Blush Magazine - Fall 2018

Page 51

WOMEN, BEAUTY AND BRANDS THAT BUILT TODAY A look at three women entrepreneurs who changed the way we perceive personal care.

By Elizabeth Scheuerman for many centuries, beauty products were seen as taboo. Women disdained looking as if they were wearing too much makeup or any product at all. Some subtle solutions include the Ancient Greeks using ground-up berries and lead powder, and the Victorians’ affinity for pinching their cheeks and biting their lips in order to add color to their faces. Not only were cosmetics viewed as controversial, but the women who built some of the very first beauty brands were seen as such too.

HELENA RUBINSTEIN

ART BY JULIANA CAMPISI

“There are no ugly women, just lazy ones” As the eldest of eight daughters, Helena Rubinstein was destined to be a self-starter. Released in 1902, Rubinstein’s face creams received overwhelming attention, leading to the successful opening of her first salon in Sydney, Australia. Not long after, she went on to open additional salons in popular cities such as London (1908), Paris (1912), and New York (1915). Rubinstein offered the first systemized series of skin care regimens, requiring the use of multiple beauty products, which were presented to customers based on their concerns. In 1958, Rubinstein invented

the game-changing waterproof mascara as well as the first “tube and wand” automatic mascara. Along with further advancing the beauty industry, she established her own nonprofit foundation, which would fund the arts and colleges, particularly benefitting women and children. ELIZABETH ARDEN

“To be beautiful and natural is the birthright of every woman.” Elizabeth Arden opened her first cosmetics salon in 1910, in New York City. In a short five years, her innovative products were being sold internationally. She introduced eye makeup to American women, coined the term “makeover,” and developed the first travel-size options for beauty products. Arden supplied 15,000 protesting American suffragettes with her iconic red lipstick, and developed another shade to match women’s World War II nurses uniforms. Many of her iconic products, such as the eight-hour cream, are still wildly popular today.

MADAM CJ WALKER

“Don’t sit down and wait for the opportunities to come. Get up and make them.” Madam C.J. Walker was born on a plantation in Louisiana, on which her parents were enslaved, in 1867. After she and her daughter moved to Denver, she began working at a pharmacy. It was there that she learned about chemistry and healing scalp ailments, which helped her to formulate her own “Walker Method” hair care products, including pomade and hot combs.
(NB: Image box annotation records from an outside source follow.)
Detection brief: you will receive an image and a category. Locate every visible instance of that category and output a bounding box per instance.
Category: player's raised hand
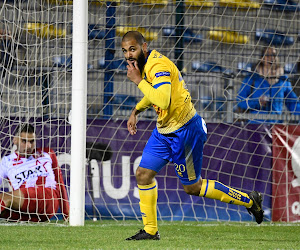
[127,60,143,85]
[127,114,137,135]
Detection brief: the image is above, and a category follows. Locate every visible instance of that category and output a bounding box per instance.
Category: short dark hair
[16,123,35,134]
[122,30,146,45]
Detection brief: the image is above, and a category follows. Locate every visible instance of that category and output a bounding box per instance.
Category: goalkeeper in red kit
[122,31,263,240]
[0,124,69,222]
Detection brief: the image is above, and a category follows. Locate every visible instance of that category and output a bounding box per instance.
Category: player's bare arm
[127,108,140,135]
[127,60,143,86]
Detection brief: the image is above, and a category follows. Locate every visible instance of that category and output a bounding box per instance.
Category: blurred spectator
[291,57,300,96]
[237,47,300,123]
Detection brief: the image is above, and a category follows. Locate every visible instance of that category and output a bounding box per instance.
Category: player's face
[122,39,147,72]
[14,132,35,156]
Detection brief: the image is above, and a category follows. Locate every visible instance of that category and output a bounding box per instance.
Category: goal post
[70,0,88,226]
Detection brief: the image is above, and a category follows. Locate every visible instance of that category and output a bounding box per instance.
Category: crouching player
[0,124,69,222]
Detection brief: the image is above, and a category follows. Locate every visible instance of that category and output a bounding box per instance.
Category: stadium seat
[88,24,105,40]
[116,26,158,41]
[264,0,300,12]
[53,56,93,69]
[163,27,203,43]
[209,27,249,44]
[200,96,226,112]
[98,57,127,71]
[25,23,67,38]
[128,0,168,8]
[284,63,297,74]
[255,29,294,46]
[192,61,233,75]
[237,62,254,75]
[48,0,121,5]
[220,0,261,10]
[111,94,137,110]
[173,0,214,10]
Walker soon moved to New York where she expanded her line of hair care for African-American women and opened the Lelia College of Beauty Culture. She hired door-to-door salespeople to promote her products, providing career opportunities for upwards of 25,000 women. Not only was she the first black woman to become a self-made millionaire, she also funded many scholarships for black students and donated to the YMCA and the National Association for the Advancement of Colored People.